So now we're ready to start communicating with other systems to share resources and data.
Setting up SSH is fairly simple. It is a default installed package in Fedora and RHEL systems. OpenSSH is available for Windows but I'll leave that in my How-To section that will be added at a later time. The following are commands to configure ssh, start to finish... so that it will automate your ssh authentication process and use a single log in/pass phrase entry. This single sign-on workaround is so that you can log in one time and access every server you've copied your public key to. For those who don't know what PKI is or the basics of PKI. Here's a brief introduction. I will add a security PKI complete overview as I venture towards my CISSP in the near future.

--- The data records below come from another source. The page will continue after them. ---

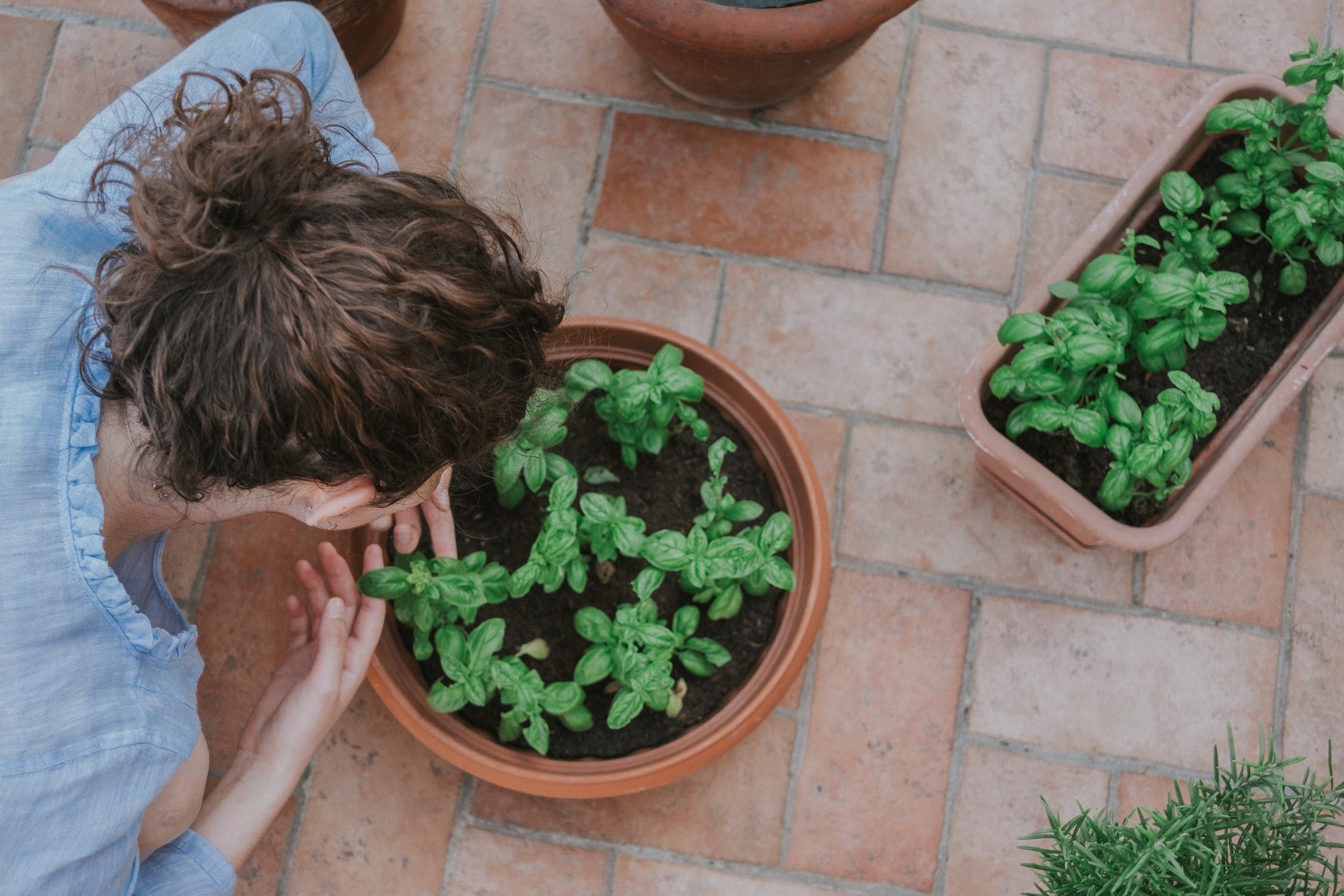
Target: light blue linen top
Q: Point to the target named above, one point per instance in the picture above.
(99, 668)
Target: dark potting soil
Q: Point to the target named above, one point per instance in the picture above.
(664, 490)
(1257, 333)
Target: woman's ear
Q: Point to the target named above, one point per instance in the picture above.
(323, 505)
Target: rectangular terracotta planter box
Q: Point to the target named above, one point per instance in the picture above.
(1070, 514)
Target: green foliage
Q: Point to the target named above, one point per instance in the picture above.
(640, 406)
(721, 508)
(556, 557)
(440, 591)
(635, 652)
(1246, 832)
(1305, 213)
(524, 464)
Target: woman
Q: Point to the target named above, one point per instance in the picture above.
(259, 315)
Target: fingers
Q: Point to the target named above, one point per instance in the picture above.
(326, 675)
(314, 585)
(340, 582)
(297, 622)
(406, 530)
(441, 531)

PKI Intro: Scenario: John and Kyle are business partners that are
working on a project that they want kept private so no one will
steal their plans and come up with a better product.
John and
Kyle both register for Email certificates so that they can sign
their emails with a digital signature. This digital signature is an
encryption from their private key that only their public key can
decrypt. The public key is public, so everyone can read the email
but they cannot forge his digital signature because only John has
his private key... (or only John SHOULD have his private key!) John
sends an email to Kyle that he doesn't want read, so he adds his
digital signature and sends it. Kyle looks at it and informs him to
scrap the idea because he sent it without protecting it. John is
confused, because he swore he encrypted his message, and points out
he has a digital signature. Kyle reviews, and says, yes... but you
did not encrypt the message again with my public key. If John
encrypts that message with Kyle's public key, only Kyle can read
that message because only Kyle has his private key. So anyone, can
send Kyle a message that only Kyle can read. John signs his message
and uses Kyle's public key to encrypt the message for future email.
This is called a digital envelope. John cannot say
he didn't send it and in the security world that is called
Non-repudiation. Since only Kyle can read it, this is called
Confidentiality. So for SSH, you attempt to authenticate
with a private key to the ~/.ssh/authorized_keys
file when you use the ssh-copy-id to send the
server your public key. So your messages that are encrypted, can be
read by the server, and vice-versa.
[user@station ~]$ ssh-keygen -t rsa
press enter for default ~/.ssh/id_rsa
Type your preferred pass phrase
[user@station ~]$ ssh-copy-id -i ~/.ssh/id_rsa.pub user@server{1,2,3,4,5}
[user@station ~]$ ssh-copy-id -i ~/.ssh/id_rsa.pub user@{marmoset,zebra,giraffe}
[user@station ~]$ ssh-agent
The next step is to make sure your pass phrase is taken by the ssh-agent by using ssh-add. To make this seemless to your login... open your gnome menu for System, Preferences, More Preferences, and select Session. This may be slightly different for the latest Fedora, but if you find Sessions in your menu, thats probably what you're looking for. You then change your tab over to the Startup Programs and add both /usr/bin/ssh-agent and ssh-add. If you want to confirm its running properly, log out and log back in. You should receive a prompt for your pass phrase once you've logged into the system.
Try an ssh session after you've performed all the tasks above. You should be happy that you didn't get prompted for a password, nor did you receive a prompt for your passphrase. You have the private key pair that matches your public key, and that authenticates before password authentication is needed. Try regenerating a new RSA key-pair... You will be prompted for your password as your keypair doesn't match anymore and you'll have to re-copy your key to all of the servers. Also... try this command...
[user@station ~]$ ssh -Xv user@server
What you should see is the handshake and authentication processor occur until the resolved authentication by public/private ssh-rsa keys. Go ahead and try running that command for yourself. It's pretty nerdy stuff, but it's good to know how to debug your connections authentication processes in the future.